I have a Linksys WRT54G wireless-G router connected to a WinXP SP2 computer. The base address of the router is 192.168.1.1. My problem is that I have a Dell M6300 laptop running VMware that is using the same IP address as it's communication port (192.168.1.1) as the Linksys router. The Dell laptop connects at work and other ISPs with no problems. My problem is when I attempt to wireless or hardwire connect the laptop to my Linksys router, I do not get any communications. Is it possibly a communication collision between the Linksys router IP address and the VMware IP address?


----------



## AquariusFX (Aug 14, 2008)

You can try either change the router IP or set your dell laptop to receive ip automatically.
Make sure to enable DHCP on router.


----------



## johnwill (Sep 26, 2002)

Change the base address of the router to 192.168.2.1 as *AquariusFX* suggests, it's the easiest way.


----------



## nathan6 (Mar 16, 2011)

kenbarickman said:


> I have a Linksys WRT54G wireless-G router connected to a WinXP SP2 computer.
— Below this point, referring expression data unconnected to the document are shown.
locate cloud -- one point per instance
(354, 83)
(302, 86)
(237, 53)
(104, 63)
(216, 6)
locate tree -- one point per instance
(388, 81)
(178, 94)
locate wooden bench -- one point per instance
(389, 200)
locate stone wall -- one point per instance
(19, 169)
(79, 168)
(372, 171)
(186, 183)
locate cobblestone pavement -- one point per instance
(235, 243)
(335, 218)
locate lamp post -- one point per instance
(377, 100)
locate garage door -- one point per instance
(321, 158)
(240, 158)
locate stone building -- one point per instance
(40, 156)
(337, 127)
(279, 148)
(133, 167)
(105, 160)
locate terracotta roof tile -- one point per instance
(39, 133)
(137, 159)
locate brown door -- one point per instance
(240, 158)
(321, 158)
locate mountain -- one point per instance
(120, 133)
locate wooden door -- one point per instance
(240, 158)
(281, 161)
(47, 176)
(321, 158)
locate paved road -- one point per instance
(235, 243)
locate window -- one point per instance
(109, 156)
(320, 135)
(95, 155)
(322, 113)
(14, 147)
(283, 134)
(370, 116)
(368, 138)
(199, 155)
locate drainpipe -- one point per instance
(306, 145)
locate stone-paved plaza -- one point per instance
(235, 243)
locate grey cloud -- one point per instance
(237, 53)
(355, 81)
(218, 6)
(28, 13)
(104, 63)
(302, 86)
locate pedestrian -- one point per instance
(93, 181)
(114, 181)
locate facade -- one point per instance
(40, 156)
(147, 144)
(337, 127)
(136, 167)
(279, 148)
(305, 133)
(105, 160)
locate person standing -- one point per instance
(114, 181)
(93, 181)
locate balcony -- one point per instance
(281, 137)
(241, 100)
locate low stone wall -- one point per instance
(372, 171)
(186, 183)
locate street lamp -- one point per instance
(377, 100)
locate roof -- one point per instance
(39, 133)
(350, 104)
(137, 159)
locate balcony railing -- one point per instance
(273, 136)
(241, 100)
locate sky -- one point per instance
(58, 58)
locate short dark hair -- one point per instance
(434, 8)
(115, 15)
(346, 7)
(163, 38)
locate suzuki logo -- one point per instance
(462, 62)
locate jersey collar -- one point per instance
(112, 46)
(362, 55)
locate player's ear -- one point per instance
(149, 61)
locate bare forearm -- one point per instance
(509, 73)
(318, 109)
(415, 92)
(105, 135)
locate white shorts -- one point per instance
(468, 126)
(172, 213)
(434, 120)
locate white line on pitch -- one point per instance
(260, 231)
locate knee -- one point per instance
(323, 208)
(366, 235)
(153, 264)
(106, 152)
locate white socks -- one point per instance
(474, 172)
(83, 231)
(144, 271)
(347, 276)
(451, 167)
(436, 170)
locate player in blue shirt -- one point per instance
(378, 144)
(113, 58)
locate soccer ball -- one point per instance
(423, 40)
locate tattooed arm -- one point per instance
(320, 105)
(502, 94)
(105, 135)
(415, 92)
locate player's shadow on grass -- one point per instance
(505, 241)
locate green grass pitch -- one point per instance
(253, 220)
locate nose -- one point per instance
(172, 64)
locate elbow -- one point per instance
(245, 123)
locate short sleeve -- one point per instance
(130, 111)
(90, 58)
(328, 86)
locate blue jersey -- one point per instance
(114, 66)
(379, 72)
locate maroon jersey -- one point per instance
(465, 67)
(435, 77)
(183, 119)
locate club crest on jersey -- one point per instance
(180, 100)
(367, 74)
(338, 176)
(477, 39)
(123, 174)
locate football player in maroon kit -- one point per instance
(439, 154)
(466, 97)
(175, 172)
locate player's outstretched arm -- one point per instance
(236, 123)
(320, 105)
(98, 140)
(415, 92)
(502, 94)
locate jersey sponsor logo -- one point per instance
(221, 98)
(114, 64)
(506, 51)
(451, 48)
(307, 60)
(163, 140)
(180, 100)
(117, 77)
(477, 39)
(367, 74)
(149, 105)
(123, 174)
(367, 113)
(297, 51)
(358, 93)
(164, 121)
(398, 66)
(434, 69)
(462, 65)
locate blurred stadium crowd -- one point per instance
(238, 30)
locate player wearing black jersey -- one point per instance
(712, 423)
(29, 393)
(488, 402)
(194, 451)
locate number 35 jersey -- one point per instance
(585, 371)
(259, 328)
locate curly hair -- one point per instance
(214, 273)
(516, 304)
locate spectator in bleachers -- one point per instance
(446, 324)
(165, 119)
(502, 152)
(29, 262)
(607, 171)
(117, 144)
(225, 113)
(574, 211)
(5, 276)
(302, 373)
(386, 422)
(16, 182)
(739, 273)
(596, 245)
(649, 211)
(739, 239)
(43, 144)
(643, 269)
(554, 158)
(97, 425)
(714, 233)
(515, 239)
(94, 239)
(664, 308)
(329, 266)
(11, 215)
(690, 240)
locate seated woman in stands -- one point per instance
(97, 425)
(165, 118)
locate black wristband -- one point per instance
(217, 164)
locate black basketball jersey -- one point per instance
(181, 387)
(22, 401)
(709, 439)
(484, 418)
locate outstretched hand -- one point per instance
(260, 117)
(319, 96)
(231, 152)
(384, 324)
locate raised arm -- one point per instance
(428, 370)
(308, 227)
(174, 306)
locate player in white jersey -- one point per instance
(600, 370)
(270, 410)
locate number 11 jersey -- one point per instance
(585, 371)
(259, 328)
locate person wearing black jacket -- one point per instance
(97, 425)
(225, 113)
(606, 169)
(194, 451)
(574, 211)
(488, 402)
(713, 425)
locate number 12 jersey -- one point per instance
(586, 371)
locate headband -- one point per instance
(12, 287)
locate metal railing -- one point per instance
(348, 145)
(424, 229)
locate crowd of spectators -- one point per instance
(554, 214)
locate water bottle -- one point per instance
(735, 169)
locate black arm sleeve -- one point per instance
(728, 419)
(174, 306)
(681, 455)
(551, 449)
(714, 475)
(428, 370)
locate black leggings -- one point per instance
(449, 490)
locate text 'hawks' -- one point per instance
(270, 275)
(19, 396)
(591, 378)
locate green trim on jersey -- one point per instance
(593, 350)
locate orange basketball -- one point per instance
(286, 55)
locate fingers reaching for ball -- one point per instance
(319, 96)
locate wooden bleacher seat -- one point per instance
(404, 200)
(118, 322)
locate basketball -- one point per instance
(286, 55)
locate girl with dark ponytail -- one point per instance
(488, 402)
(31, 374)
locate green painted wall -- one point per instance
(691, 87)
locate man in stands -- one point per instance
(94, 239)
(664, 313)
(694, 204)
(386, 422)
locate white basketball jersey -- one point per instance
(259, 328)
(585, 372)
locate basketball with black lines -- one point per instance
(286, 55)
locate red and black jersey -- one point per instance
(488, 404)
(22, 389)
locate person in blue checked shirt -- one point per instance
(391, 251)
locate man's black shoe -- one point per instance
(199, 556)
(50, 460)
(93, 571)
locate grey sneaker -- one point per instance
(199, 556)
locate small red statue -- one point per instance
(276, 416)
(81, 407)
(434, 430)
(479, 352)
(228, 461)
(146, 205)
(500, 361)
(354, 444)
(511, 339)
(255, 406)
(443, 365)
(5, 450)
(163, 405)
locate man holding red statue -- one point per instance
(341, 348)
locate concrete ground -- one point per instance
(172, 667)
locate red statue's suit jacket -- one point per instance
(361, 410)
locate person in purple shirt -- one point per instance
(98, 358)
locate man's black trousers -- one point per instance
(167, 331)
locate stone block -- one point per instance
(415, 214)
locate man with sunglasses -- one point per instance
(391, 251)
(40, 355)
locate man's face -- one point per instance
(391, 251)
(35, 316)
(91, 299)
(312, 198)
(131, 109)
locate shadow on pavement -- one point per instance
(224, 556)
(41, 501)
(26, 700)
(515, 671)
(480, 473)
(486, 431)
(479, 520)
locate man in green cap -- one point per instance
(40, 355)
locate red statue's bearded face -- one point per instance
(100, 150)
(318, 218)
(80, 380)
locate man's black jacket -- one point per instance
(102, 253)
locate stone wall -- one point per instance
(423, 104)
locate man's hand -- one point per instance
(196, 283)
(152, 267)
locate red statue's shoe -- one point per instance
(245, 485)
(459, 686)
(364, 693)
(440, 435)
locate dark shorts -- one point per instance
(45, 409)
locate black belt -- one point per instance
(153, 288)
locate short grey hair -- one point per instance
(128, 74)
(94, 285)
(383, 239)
The base address of the router is 192.168.1.1. My problem is that I have a Dell M6300 laptop running VMware that is using the same IP address as it's communication port (192.168.1.1) as the Linksys router. The Dell laptop connects at work and other ISPs with no problems. My problem is when I attempt to wireless or hardwire connect the laptop to my Linksys router, I do not get any communications. Is it possibly a communication collision between the Linksys router IP address and the VMware IP address?


you can get the software here at How do I change my IP address? and you can use it ,if it is changed or not you can check it here at http://www.whoisxy.com/ - whoisxy.


----------



## 2xg (Aug 5, 2009)

Thanks for the feedback, this is a 2008 Thread and it's time to Close this Thread.


----------